18/10/2018
Ayer finalizó el X Festival Danza Contemporánea Buenos Aires y con este pasó nuestra función de María sobre María. Fue hermosa y perfecta y a sala llena de espectadores entregados. Magia. Detrás de y para que así sea, hubo mucho trabajo por parte de un equipo de calidad ENORME del que me siento orgullosa. Guille Juhasz que por las dudas siempre está una hora antes de su cita, Fer Berreta que manda mensajitos desde un diferente huso horario para chequear que esté yendo todo ok, Daniela Pérez Mitolo que supo sumarse al barco como si hubiera estado desde siempre, Pulga Bar con su gigante capacidad de trabajo y su sensibilidad extrema para iluminar(nos), Josefina Zuain que quería ver videos de los ensayos desde el otro lado del mundo, Belen Arenas Arce meticulosa, perfeccionista y obsesiva trabajadora y María Kuhmichel, obviamente, siempre dándolo todo de si misma. Mi agradecimiento a ellos antes que a nadie por estar y bancar siempre, pase lo que pase, sea lo que sea.

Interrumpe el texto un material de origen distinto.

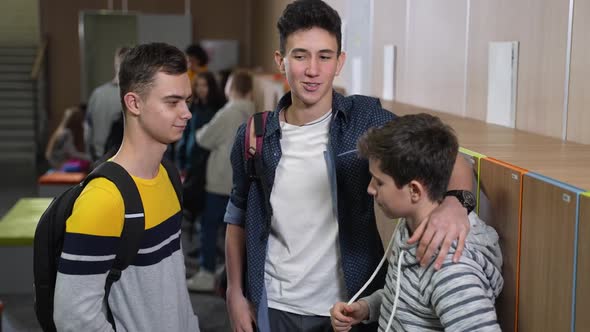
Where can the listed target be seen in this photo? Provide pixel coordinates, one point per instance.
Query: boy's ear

Muchas gracias a los responsables artísticos del festival, conducido por el motor vital de la danza que es Roxana Grinstein, y que apostó por programar una amplia cantidad de propuestas plurales y diversas, para todos los gustos. A Carlos Trunsky, Soledad Pérez Tranmar y Gerardo Litvak por seleccionar nuestra obra. Muchas gracias a Mariana Castellucci y Martin Arcidiacono del equipo de producción y coordinación técnica del festival que estuvieron poniendo el hombro para que todo salga y bien.
Este díptico casero lo hizo mi adorada hermana Paloma Montani con dos imágenes de la fotógrafa de la danza por excelencia Paola Evelina Gallarato, cuando a fines de 2016 y recién estrenadas fuimos a hacerle una función privada a la mismísima *x en su casa-estudio de Av. Callao. Ella quiso bailar luego para nosotras y fue un momento inolvidable para los que estuvimos allí.